Je nachdem, ob eine Middlebox im Weg steht oder nicht, und ob sie TCP-Optionen verfrickelt oder nicht, liefert das Tool unterschiedliche Ausgaben. Die Autoren haben in einem Beispiel die Strecke von der belgischen Universität Löwen zum Web-Server der Deutschen Bahn untersucht und dabei eine Middlebox aufgespürt, die die MSS-Option verändert (Maximum Segment Size) und die Optionen MP_CAPABLE und WSCALE gleich ganz entfernt (diesen Elementen sind in der Tracebox-Ausgabe Minus-Zeichen vorangestellt).

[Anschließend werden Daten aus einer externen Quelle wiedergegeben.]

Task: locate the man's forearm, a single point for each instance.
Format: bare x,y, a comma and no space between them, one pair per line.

Ein Host könnte auf dieser Strecke also zum Webserver der Bahn nur herkömmliche TCP-Verbindungen aufbauen, also keine Leitungen bündeln.

Auf anderen Strecken und bei anderen Zielen kann das Ergebnis aber ganz anders aussehen. Beispielsweise verläuft eine gängige Strecke aus dem heise-Netz zum Bahn-Server über ganz andere Hops und dabei steht nicht die Middlebox der Bahn im Weg – dafür freilich eine hauseigene, die die Option MPJOIN entfernt.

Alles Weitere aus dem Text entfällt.